I am in the loop of those that have a claim to motherhood. My three-year-old girl makes me one. At 21 years I was in shock when I noticed I was pregnant. Not because I was young and not ready for the responsibility. I was scared about what my parents would think despite the fact that I had just graduated from university.
I was utterly disappointed in myself. Many are excited at the news but I cried. I wanted the ground to open up and swallow me and later spit me out when the nine months were over. I literally disappeared off the social scene. Not that I was embarrassed by any deformation of my figure, because at the time, I was lucky enough to have a baby bump as small as that of one who had downed a mountain of ugali and spinach.
Much as I got used to the fact that the little angel had to come to the world despite my fears, I couldn’t sit among schoolmates and blurt out that I needed a great man for marriage. I must say that marriage was also far-fetched for me. I had been in very queer families. The women in my life were not as happy in their marriages as I imagined it would be. Their lives had been derailed by terribly controlling men whose lives rotated around polygamy, love children and a side dish (chick) or two.
These women do not at all inspire one to get married. Others have been fooled by their church groups into thinking men are gods, that you need to pamper them, make sacrifices and even go to extremes of appeasing them when they are on the wrong or if they wronged you. The women leaders say you should open the door when he knocks at 4am, give him warm water for his bath to rid himself of the alcohol stench and then serve him his best dish. In the same spirit, give him good sex when he asks for it. Hmm! I do not want to say I wouldn’t be this naïve but it is interesting how life can go that direction.
But my three-year-old daughter and her untimely birth or the women in my life’s suffering in their men’s homes is not my problem. I am only bothered by how searching for a man is similar to job hunting. After a spell of singlehood that sparked off with me breaking up with baby daddy, I have to answer to the whys, hows, when and where. It sucks sometimes.
I had promised myself to go on with the singlehood. But life is always unkind to people of my kind. You attend a wedding or introduction and your parents remind you it could have been you. If you stayed at your older sister’s home for a weekend, she starts to whine and complain about this and that. She starts making scenarios of you kissing her hubby in her dreams. She complicates your life until you do not want to show up the next weekend or think of taking your daughter for a play date during the holiday.

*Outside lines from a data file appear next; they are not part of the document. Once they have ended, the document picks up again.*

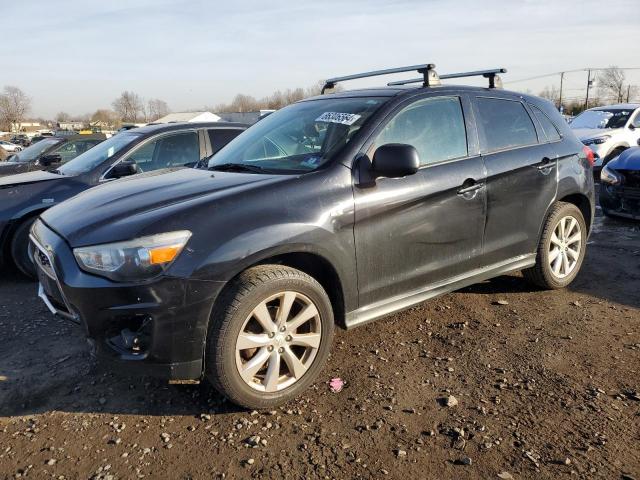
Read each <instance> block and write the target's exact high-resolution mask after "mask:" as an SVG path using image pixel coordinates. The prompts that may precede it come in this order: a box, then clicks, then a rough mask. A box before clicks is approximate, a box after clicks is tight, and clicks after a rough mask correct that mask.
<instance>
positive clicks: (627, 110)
mask: <svg viewBox="0 0 640 480" xmlns="http://www.w3.org/2000/svg"><path fill="white" fill-rule="evenodd" d="M569 125H570V126H571V129H572V130H573V133H575V134H576V136H577V137H578V138H579V139H580V140H581V141H582V143H584V144H585V145H586V146H588V147H589V148H591V150H592V151H593V153H594V156H595V164H594V167H593V169H594V172H595V173H596V176H597V174H598V173H599V171H600V170H601V169H602V167H603V166H605V165H606V164H607V163H608V162H609V161H610V160H612V159H614V158H615V157H617V156H618V155H620V153H622V151H623V150H625V149H627V148H629V147H633V146H638V145H639V143H638V141H640V104H637V103H626V104H619V105H607V106H604V107H595V108H590V109H589V110H585V111H584V112H582V113H581V114H580V115H578V116H577V117H576V118H574V119H573V120H572V122H571V123H570V124H569ZM596 178H597V177H596Z"/></svg>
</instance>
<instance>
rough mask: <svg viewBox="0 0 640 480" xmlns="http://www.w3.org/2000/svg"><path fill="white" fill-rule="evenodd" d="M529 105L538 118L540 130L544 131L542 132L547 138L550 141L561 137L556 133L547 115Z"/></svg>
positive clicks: (537, 117)
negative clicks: (541, 126)
mask: <svg viewBox="0 0 640 480" xmlns="http://www.w3.org/2000/svg"><path fill="white" fill-rule="evenodd" d="M530 107H531V110H533V114H534V115H535V116H536V118H537V119H538V122H540V125H542V130H543V131H544V134H545V135H546V136H547V140H549V141H550V142H556V141H558V140H560V138H561V137H560V133H558V129H557V128H556V126H555V125H554V124H553V122H552V121H551V120H550V119H549V117H547V115H546V114H545V113H544V112H543V111H542V110H540V109H539V108H538V107H536V106H534V105H530Z"/></svg>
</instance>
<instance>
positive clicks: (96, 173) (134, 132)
mask: <svg viewBox="0 0 640 480" xmlns="http://www.w3.org/2000/svg"><path fill="white" fill-rule="evenodd" d="M245 128H246V126H245V125H242V124H233V123H184V124H170V125H169V124H165V125H156V126H153V127H144V128H139V129H136V130H135V131H131V132H123V133H121V134H118V135H115V136H113V137H111V138H110V139H108V140H106V141H104V142H102V143H100V144H99V145H98V146H97V147H95V148H94V149H92V150H89V151H87V152H86V153H85V154H83V155H80V156H78V157H76V158H75V159H74V160H72V161H69V162H67V163H65V164H64V165H63V166H62V167H60V168H58V169H56V170H53V171H34V172H28V173H22V174H18V175H12V176H8V177H4V178H1V179H0V248H1V250H0V252H2V253H3V258H4V260H5V263H6V260H8V259H13V260H14V261H15V262H16V263H18V266H19V267H21V268H20V269H21V270H23V271H25V269H27V270H28V271H25V273H27V274H29V273H31V269H28V265H29V264H28V262H27V263H26V264H25V265H22V266H21V265H20V262H21V261H26V260H28V259H23V258H22V256H21V255H20V251H21V249H23V250H24V251H25V252H26V251H27V245H28V239H27V238H26V237H25V238H18V237H16V233H17V232H22V231H24V228H23V227H24V226H25V225H27V224H29V223H30V222H33V220H35V218H36V217H37V216H38V215H39V214H41V213H42V212H43V211H44V210H46V209H47V208H49V207H52V206H53V205H57V204H59V203H61V202H63V201H65V200H67V199H69V198H71V197H73V196H74V195H77V194H78V193H80V192H83V191H84V190H87V189H88V188H91V187H94V186H96V185H99V184H104V183H109V182H110V181H112V180H114V179H116V178H119V177H121V176H127V175H131V174H132V173H136V172H137V171H151V170H157V169H160V168H167V167H173V168H175V167H182V166H190V167H192V166H195V165H196V164H197V163H198V162H199V161H200V160H202V159H204V158H207V157H209V156H211V155H213V153H215V152H216V151H217V150H219V149H220V148H222V147H223V146H224V145H225V144H226V143H227V142H229V141H230V140H231V139H232V138H234V137H235V136H237V135H238V134H239V133H240V132H242V131H243V130H244V129H245ZM70 138H75V137H70ZM48 141H49V139H44V140H41V141H40V142H38V143H37V144H35V145H34V147H35V146H38V145H40V144H42V143H45V142H48ZM52 141H55V142H56V145H57V144H58V142H59V139H58V138H55V139H52ZM26 233H27V234H28V231H27V232H26ZM21 259H22V260H21ZM33 273H35V271H34V272H33Z"/></svg>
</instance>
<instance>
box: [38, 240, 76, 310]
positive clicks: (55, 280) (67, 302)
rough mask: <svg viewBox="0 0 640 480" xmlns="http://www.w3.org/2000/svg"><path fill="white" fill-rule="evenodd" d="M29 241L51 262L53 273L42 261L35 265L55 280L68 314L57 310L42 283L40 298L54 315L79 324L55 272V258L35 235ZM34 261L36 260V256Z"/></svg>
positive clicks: (64, 305)
mask: <svg viewBox="0 0 640 480" xmlns="http://www.w3.org/2000/svg"><path fill="white" fill-rule="evenodd" d="M29 240H31V242H33V244H34V246H35V247H36V248H37V249H38V250H39V251H40V252H42V254H44V256H45V257H47V260H48V261H49V264H50V265H51V273H49V272H48V271H47V270H46V269H45V268H44V267H43V265H42V264H41V263H40V261H37V260H36V261H35V262H34V263H35V265H36V267H37V268H39V269H40V270H42V272H43V273H44V274H45V275H47V276H48V277H49V278H51V279H52V280H54V281H55V282H56V286H57V287H58V291H59V292H60V296H61V297H62V301H63V302H64V306H65V307H66V309H67V312H65V311H62V310H58V309H57V308H55V306H54V305H53V304H52V303H51V301H50V300H49V299H48V298H47V294H46V293H45V291H44V287H43V286H42V283H40V282H38V296H39V297H40V298H41V299H42V300H43V301H44V303H45V305H46V306H47V308H48V309H49V310H50V311H51V313H53V314H54V315H59V316H61V317H64V318H67V319H69V320H72V321H74V322H76V323H79V322H80V319H79V317H78V315H76V314H75V313H73V309H72V308H71V307H70V306H69V301H68V300H67V297H65V295H64V291H63V290H62V285H61V284H60V280H59V279H58V275H57V274H56V271H55V268H54V264H53V258H52V257H51V255H50V254H49V252H48V251H47V249H46V248H44V247H43V246H42V244H41V243H40V242H39V241H38V240H37V239H36V237H35V236H34V235H33V234H29ZM34 260H35V256H34Z"/></svg>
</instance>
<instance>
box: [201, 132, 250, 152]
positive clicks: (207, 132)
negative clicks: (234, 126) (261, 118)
mask: <svg viewBox="0 0 640 480" xmlns="http://www.w3.org/2000/svg"><path fill="white" fill-rule="evenodd" d="M207 133H208V134H209V140H210V141H211V149H212V150H213V154H214V155H215V154H216V153H218V152H219V151H220V150H221V149H222V147H224V146H225V145H226V144H227V143H229V142H230V141H231V140H233V139H234V138H236V137H237V136H238V135H240V134H241V133H242V130H238V129H236V128H216V129H211V130H208V131H207Z"/></svg>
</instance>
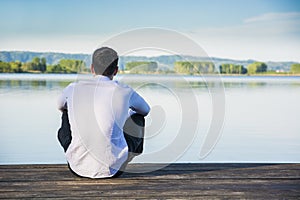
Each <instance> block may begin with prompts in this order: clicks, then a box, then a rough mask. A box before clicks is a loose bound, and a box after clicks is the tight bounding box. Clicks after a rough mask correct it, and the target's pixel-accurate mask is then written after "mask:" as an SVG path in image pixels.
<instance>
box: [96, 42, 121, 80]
mask: <svg viewBox="0 0 300 200" xmlns="http://www.w3.org/2000/svg"><path fill="white" fill-rule="evenodd" d="M118 60H119V57H118V54H117V52H116V51H115V50H113V49H111V48H109V47H101V48H99V49H97V50H95V51H94V53H93V58H92V71H93V72H94V73H95V74H96V75H104V76H109V77H112V76H114V75H115V74H116V73H117V71H118Z"/></svg>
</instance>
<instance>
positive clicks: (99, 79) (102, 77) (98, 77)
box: [94, 75, 111, 81]
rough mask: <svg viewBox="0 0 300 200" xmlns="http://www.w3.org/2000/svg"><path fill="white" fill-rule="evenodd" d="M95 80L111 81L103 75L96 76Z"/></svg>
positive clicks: (106, 77)
mask: <svg viewBox="0 0 300 200" xmlns="http://www.w3.org/2000/svg"><path fill="white" fill-rule="evenodd" d="M94 78H95V79H97V80H98V81H111V80H110V78H109V77H107V76H103V75H96V76H94Z"/></svg>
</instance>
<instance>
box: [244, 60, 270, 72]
mask: <svg viewBox="0 0 300 200" xmlns="http://www.w3.org/2000/svg"><path fill="white" fill-rule="evenodd" d="M267 68H268V67H267V65H266V64H265V63H263V62H254V63H251V64H250V65H248V66H247V69H248V73H249V74H256V73H262V72H266V71H267Z"/></svg>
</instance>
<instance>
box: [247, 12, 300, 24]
mask: <svg viewBox="0 0 300 200" xmlns="http://www.w3.org/2000/svg"><path fill="white" fill-rule="evenodd" d="M294 19H296V20H299V19H300V12H288V13H265V14H263V15H259V16H255V17H251V18H248V19H245V20H244V22H245V23H257V22H270V21H277V20H294Z"/></svg>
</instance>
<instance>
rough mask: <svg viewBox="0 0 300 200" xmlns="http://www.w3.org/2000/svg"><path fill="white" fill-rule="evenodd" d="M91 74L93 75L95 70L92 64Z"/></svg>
mask: <svg viewBox="0 0 300 200" xmlns="http://www.w3.org/2000/svg"><path fill="white" fill-rule="evenodd" d="M91 72H92V74H95V68H94V66H93V64H91Z"/></svg>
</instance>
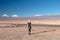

Everyone around you seems insecure. Your landlady thinks you can snatch her 90-year-old Haji, the newly married neighbours are always watching you like you are a threat. You head to work and it is not any different. So you return home and make up your mind…I need a guy. Just to put everyone at rest.
In those sandals, all I wanted was to find someone and tell them about my daughter. I wouldn’t mind whether they took me in or not. So, on this fateful night I finally meet Mark, a lawyer and one of those few men who want to get married before they clock 30. All was glossy until I mentioned my daughter. The questions started dropping like mad. When did you have her? You don’t even look like you have a daughter. Are you pulling my leg? Who is the father? Did he rape you? Was it a mistake? Did you at any one time consider an abortion? Ahem! The questions overwhelmed me. I did not know whether to breathe in or out. I stared at him in silence and finally asked him which of those questions was so important so I could answer it first.
He seemed to have another list. So I figured my child was in the middle of all this and this is the last thing I want, the reason I speak less of her. I still feel there’s something wrong with a society that that thinks having a child at an age younger than 25 is a taboo and believe moving on is quite impossible unless you keep the child (ren) in the closet.
I now perfectly understand Brad Paisley’s He didn’t have to be lyrics. He said when a single mom goes out on a date with somebody new, it always winds up feeling more like a job interview and because of that his momma used to wonder if she’d ever meet someone who wouldn’t find out about him and then turn around and run.